Отец в себя, наверное, целую бочку пива влил. "Ну и фиг с ним!" — пробурчал Кристиано себе под нос и уже решил уходить, когда до него — то ли с того света, то ли из тюка — донесся слабый стон.

— Нет, сегодня... сегодня... иду... надо... Данило... Четырес...

— Ладно. Потом увидимся. Я побежал, а то на автобус опоздаю. — Кристиано направился к двери.

— Погоди минутку...

— Поздно уже, па... — недовольно ответил Кристиано.

— Дай сигареты.

Пыхтя, мальчик начал искать по комнате пачку.

— Они в штанах. — Из спального мешка показалось зевающее отцовское лицо. На щеке отпечаталась молния. — Мать честная, ну и гадость этот вчерашний цыпленок... Сегодня вечером готовлю я... Как насчет лазаньи?
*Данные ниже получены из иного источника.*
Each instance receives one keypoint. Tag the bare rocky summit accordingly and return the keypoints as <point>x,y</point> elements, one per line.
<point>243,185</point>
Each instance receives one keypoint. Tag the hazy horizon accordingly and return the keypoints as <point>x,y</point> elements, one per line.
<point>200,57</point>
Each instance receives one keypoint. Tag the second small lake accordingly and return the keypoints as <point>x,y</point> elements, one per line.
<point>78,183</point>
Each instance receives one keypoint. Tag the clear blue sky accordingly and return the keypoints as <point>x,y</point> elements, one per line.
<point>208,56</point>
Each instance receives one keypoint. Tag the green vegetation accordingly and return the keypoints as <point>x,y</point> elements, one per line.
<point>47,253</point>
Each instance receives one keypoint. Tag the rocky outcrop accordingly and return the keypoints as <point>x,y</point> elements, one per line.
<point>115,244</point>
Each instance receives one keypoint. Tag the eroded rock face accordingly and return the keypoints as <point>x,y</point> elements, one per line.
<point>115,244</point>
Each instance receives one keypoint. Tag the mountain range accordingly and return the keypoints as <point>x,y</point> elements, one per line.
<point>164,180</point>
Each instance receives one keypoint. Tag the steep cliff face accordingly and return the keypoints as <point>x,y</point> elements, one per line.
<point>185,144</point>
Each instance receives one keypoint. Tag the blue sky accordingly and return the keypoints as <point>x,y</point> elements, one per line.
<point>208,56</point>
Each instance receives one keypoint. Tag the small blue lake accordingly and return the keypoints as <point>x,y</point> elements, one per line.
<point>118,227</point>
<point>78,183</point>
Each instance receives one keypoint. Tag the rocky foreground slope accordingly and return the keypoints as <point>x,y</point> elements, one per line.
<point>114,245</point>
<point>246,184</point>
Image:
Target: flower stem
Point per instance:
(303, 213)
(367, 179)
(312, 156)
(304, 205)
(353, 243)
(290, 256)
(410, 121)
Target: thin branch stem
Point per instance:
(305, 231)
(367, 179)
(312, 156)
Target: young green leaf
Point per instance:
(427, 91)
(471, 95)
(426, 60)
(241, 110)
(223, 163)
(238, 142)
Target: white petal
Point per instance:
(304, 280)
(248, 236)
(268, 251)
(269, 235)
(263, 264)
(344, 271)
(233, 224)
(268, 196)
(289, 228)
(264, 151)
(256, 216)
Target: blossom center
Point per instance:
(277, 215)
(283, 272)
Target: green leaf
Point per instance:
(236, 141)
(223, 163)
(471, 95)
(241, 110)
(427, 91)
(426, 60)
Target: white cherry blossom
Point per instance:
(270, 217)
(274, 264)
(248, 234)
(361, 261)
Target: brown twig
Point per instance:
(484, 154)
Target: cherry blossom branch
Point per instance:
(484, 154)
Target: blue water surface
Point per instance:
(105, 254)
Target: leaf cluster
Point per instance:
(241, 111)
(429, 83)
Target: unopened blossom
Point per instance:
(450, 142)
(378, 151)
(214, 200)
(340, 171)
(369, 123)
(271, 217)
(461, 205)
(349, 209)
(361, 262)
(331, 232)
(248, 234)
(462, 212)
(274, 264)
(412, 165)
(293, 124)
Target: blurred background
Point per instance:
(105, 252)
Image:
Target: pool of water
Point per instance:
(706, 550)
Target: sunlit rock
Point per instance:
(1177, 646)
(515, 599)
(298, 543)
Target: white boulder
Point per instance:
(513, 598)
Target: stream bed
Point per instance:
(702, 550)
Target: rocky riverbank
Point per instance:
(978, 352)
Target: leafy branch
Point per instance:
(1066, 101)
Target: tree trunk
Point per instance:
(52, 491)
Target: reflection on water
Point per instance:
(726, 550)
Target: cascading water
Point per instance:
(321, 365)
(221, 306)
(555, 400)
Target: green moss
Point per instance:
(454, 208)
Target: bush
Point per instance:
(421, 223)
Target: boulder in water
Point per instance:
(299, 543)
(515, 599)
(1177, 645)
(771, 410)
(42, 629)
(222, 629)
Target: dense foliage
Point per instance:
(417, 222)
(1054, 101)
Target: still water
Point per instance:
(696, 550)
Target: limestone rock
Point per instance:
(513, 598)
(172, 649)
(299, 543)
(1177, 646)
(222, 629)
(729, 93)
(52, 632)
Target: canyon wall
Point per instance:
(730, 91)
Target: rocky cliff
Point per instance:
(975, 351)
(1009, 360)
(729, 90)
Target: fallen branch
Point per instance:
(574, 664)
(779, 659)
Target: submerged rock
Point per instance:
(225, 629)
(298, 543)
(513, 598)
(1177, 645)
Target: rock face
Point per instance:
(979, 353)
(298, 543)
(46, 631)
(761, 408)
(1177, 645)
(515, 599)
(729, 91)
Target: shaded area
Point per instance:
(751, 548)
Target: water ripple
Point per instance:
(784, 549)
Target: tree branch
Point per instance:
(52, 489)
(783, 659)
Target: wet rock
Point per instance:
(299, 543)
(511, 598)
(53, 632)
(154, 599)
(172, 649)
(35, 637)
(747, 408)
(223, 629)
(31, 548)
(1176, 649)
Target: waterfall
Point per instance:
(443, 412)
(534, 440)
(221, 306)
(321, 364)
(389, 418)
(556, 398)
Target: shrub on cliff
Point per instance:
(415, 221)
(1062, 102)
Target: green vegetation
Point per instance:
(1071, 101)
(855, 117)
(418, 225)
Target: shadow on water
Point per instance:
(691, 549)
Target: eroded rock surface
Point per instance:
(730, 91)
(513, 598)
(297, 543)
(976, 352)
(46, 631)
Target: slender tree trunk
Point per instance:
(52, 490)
Кристиано кинул отцу пачку, тот поймал ее на лету. "Ну, па, я спешу... Я же сказал, на автобус опаздываю"

— Погоди минутку! Что с тобой сегодня такое? — Рино закурил сигарету. На секунду его лицо обволокло облачко белого дыма. — Мне приснилось, как мы едим лазанью. Не помню где, но было вкусно. И знаешь, что я сделаю? Я сегодня ее приготовлю.
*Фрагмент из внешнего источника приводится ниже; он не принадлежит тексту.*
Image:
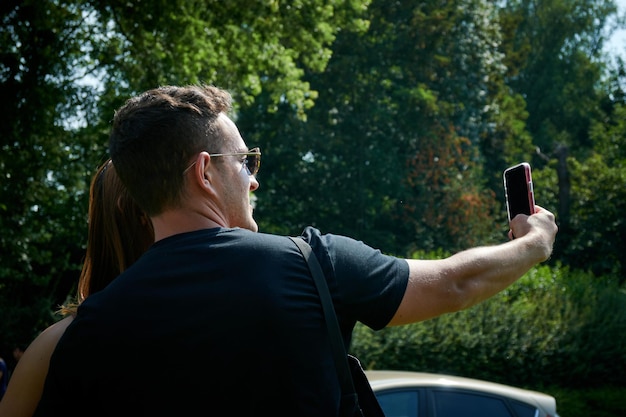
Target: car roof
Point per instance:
(387, 379)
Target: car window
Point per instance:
(399, 403)
(454, 404)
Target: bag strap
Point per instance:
(339, 351)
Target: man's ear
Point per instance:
(203, 172)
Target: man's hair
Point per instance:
(156, 135)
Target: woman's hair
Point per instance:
(119, 233)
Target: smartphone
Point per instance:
(518, 190)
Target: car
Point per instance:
(419, 394)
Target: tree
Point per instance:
(67, 64)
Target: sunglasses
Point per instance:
(252, 162)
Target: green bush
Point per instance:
(555, 327)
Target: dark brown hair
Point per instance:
(155, 136)
(118, 234)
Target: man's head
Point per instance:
(161, 145)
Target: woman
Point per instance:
(118, 234)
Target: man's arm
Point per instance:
(462, 280)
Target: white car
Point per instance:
(418, 394)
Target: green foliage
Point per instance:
(555, 326)
(592, 401)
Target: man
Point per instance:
(218, 319)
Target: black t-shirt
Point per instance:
(220, 322)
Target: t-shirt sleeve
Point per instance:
(366, 285)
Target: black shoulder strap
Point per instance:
(339, 351)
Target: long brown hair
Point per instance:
(119, 233)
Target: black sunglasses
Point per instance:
(252, 161)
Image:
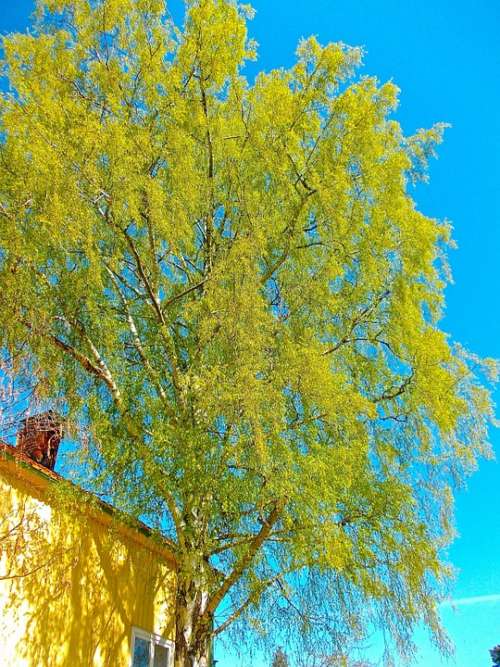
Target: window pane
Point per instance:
(161, 656)
(141, 652)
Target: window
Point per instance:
(150, 650)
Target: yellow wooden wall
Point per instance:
(96, 580)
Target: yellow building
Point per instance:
(79, 587)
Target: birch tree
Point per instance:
(227, 284)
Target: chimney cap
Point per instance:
(40, 436)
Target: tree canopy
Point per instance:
(228, 289)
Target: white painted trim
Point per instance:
(153, 639)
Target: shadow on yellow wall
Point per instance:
(73, 583)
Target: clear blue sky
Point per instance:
(445, 57)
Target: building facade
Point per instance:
(79, 587)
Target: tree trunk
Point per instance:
(193, 630)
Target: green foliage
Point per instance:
(231, 290)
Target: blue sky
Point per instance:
(445, 57)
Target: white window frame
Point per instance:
(153, 639)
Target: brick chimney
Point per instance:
(39, 437)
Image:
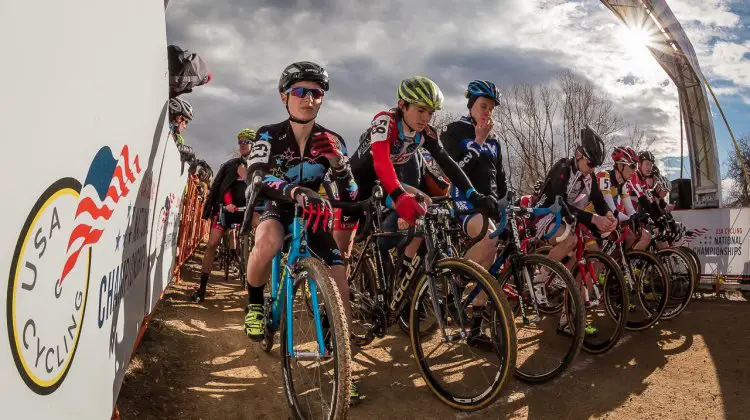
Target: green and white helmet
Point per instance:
(421, 91)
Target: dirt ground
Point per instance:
(195, 363)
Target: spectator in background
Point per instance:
(228, 190)
(180, 113)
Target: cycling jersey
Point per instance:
(642, 197)
(385, 145)
(613, 193)
(276, 152)
(577, 189)
(225, 181)
(482, 163)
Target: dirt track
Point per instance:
(195, 363)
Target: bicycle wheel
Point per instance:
(363, 299)
(316, 383)
(682, 277)
(226, 259)
(608, 313)
(696, 263)
(462, 375)
(543, 352)
(650, 293)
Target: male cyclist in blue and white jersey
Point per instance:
(468, 141)
(391, 145)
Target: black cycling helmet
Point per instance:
(592, 146)
(646, 155)
(538, 186)
(303, 71)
"Зачем он несет эту чушь?" — спросил себя Кристиано. Отец едва умел жарить глазунью, да и то желток у него все время растекался.

— Уж я бешамели не пожалею. И фаршу. Если купишь продукты, я такую лазанью тебе соображу, что ты встанешь передо мной на колени и признаешь, что я твой бог.
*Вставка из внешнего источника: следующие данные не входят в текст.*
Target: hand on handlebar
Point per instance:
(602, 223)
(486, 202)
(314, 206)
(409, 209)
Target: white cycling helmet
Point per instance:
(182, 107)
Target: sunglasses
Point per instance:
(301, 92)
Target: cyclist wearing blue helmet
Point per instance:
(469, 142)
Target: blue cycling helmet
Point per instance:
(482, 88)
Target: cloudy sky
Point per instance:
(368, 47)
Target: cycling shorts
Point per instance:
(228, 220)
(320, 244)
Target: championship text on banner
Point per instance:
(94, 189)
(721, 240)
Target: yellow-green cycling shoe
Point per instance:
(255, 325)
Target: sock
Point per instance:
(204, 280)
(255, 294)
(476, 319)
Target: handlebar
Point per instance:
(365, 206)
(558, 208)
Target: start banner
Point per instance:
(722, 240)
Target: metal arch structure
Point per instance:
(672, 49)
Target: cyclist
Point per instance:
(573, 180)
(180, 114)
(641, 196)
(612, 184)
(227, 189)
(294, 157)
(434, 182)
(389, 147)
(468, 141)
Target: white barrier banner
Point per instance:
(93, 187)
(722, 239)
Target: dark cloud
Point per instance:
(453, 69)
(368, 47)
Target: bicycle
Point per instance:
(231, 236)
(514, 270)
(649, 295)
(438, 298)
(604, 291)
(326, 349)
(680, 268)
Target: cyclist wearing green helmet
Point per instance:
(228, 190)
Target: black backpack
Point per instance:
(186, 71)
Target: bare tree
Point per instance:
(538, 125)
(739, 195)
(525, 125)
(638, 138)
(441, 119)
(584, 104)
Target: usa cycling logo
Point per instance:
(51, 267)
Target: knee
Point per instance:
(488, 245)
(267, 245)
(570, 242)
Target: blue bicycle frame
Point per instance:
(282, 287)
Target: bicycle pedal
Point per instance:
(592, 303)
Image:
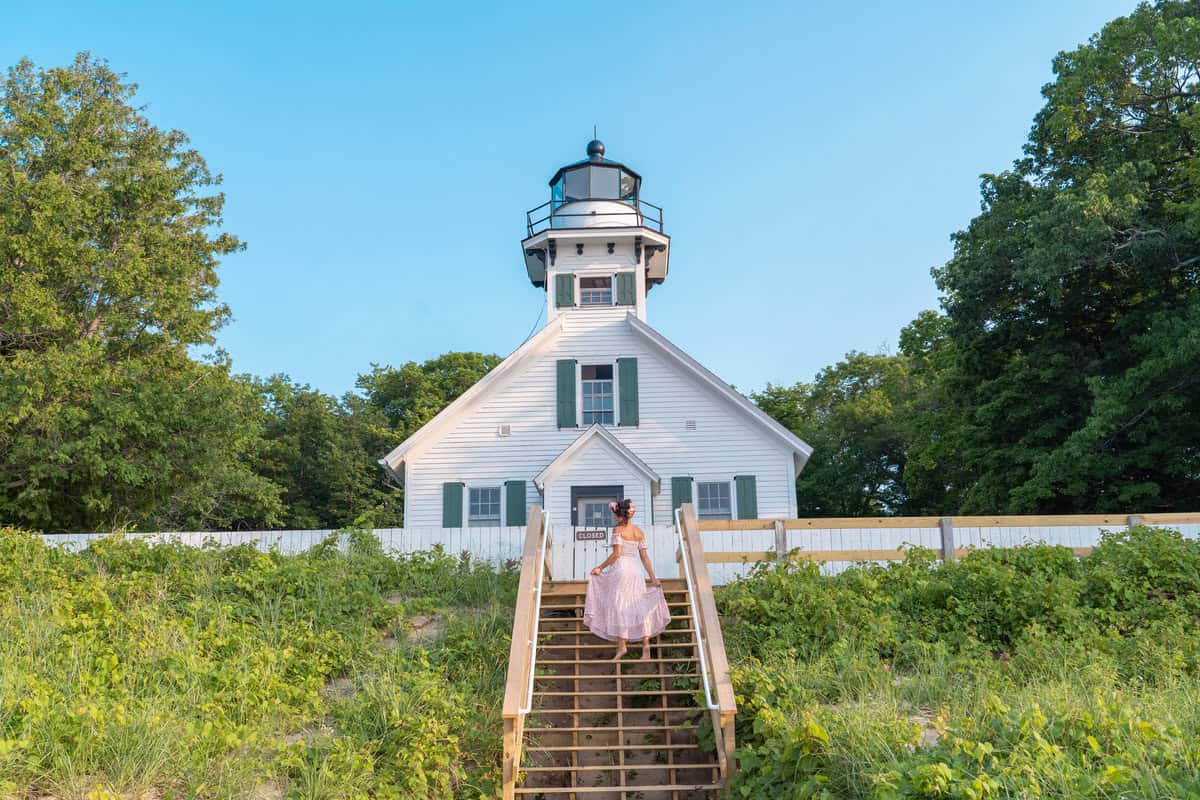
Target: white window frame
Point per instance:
(474, 487)
(612, 290)
(616, 391)
(582, 519)
(733, 495)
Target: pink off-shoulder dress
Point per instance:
(618, 603)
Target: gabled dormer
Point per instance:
(595, 247)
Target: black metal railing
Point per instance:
(640, 215)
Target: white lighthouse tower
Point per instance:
(595, 242)
(597, 405)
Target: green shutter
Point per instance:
(515, 506)
(451, 505)
(627, 289)
(748, 497)
(627, 385)
(564, 290)
(681, 492)
(567, 394)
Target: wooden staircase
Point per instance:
(595, 728)
(615, 729)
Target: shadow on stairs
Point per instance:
(592, 727)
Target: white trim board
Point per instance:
(573, 450)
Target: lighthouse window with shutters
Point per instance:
(598, 397)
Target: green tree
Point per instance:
(412, 395)
(323, 453)
(851, 415)
(109, 241)
(1073, 296)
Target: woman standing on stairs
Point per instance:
(618, 605)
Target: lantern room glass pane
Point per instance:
(575, 185)
(605, 182)
(628, 188)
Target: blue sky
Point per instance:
(813, 158)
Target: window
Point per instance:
(594, 512)
(595, 292)
(598, 395)
(713, 500)
(485, 507)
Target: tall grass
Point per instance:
(1008, 674)
(132, 669)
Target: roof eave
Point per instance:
(799, 449)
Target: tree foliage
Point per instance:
(109, 240)
(1073, 296)
(1065, 372)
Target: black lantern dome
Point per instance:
(595, 178)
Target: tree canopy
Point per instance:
(1062, 376)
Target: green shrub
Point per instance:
(1019, 673)
(227, 672)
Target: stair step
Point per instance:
(666, 727)
(612, 647)
(654, 692)
(543, 662)
(653, 709)
(589, 749)
(579, 620)
(556, 588)
(622, 677)
(580, 606)
(611, 789)
(627, 768)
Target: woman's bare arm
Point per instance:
(649, 569)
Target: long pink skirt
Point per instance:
(619, 605)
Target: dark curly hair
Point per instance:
(621, 509)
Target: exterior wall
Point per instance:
(595, 465)
(595, 262)
(724, 444)
(501, 546)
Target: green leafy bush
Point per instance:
(231, 673)
(1019, 673)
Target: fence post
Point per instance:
(947, 525)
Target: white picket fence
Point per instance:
(573, 557)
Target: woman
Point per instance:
(619, 606)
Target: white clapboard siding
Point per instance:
(724, 443)
(571, 560)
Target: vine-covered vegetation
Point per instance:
(1021, 673)
(133, 671)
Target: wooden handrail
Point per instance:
(711, 635)
(1033, 521)
(520, 653)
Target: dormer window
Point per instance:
(595, 292)
(598, 396)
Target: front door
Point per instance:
(591, 525)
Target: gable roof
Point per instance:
(597, 432)
(394, 462)
(801, 449)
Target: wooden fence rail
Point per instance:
(843, 540)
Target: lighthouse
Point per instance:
(595, 242)
(598, 404)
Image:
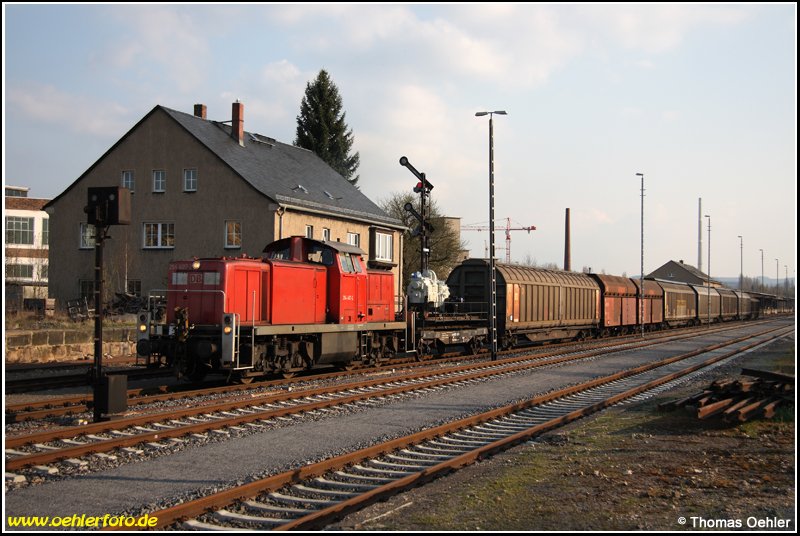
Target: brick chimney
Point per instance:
(237, 126)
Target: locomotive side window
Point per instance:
(320, 255)
(279, 254)
(356, 260)
(346, 263)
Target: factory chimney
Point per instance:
(700, 234)
(567, 246)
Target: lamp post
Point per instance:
(641, 271)
(741, 263)
(708, 305)
(492, 266)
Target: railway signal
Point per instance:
(106, 206)
(423, 188)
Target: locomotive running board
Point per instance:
(328, 328)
— Ara, как в тот раз, когда ты приготовил спагетти с мидиями и песком.

— А что, с песочком очень даже неплохо.

Кристиано, как всегда, засмотрелся на отца.

Родись его отец в Америке, он точно стал бы актером. И не каким-нибудь голубым красавчиком, вроде того, что играет агента 007. Нет, кем-то типа Брюса Уиллиса или Мэла Гибсона. Из тех, что воевали во Вьетнаме.

У отца было лицо крутого парня.

Кристиано нравилась форма черепа, маленькие округлые уши — не то что у него. Квадратная челюсть и небритый подбородок, маленький нос, кристально голубые глаза и морщинки вокруг губ, когда он смеялся.

И еще ему нравилось, что отец был не слишком высокий, а сложенный пропорционально, как боксер. С хорошо прорисованными мускулами. Еще ему нравилась вытатуированная вокруг бицепса колючая проволока. Чуть меньше нравилось брюшко и эта львиная голова на плече, больше похожая на мартышку. А кельтский крест справа на груди очень даже ничего.

"Почему я не похож на отца?"

Если бы не цвет глаз, даже не скажешь, что он его сын.

— Эй... Ты меня слышишь?

Кристиано взглянул на часы. Ой, как поздно! Первый автобус уже ушел. "Па, мне надо идти!"

— Ладно, но сначала поцелуй единственное в мире любимое существо.

Кристиано рассмеялся и мотнул головой:

— Да ну тебя, ты воняешь, как помойная яма.

— Чья бы корова мычала, сам-то небось последний раз мылся в первом классе. — Улыбаясь, Рино стряхнул пепел в банку от пива. — Иди-ка сюда и поцелуй своего бога. Не забывай, что без меня тебя бы на свете не было. Если бы не я, твоя мать сделала бы аборт, так что иди поцелуй латинского мачо.

— Заканал! — фыркнул Кристиано и на ходу наклонился губами к щетинистой отцовской щеке. Он уже почти развернулся, когда Рино схватил его за кисть, а другой рукой, морщась, вытер щеку.

— Тьфу, черт! У меня сын педрила!

— Да пошел ты! — Кристиано, смеясь, стал лупить его рюкзаком.

— Да... Еще... Еще... Как приятно... — придуриваясь, сопел Рино.

— Ну и козел же ты... — И давай колотить по бритой башке.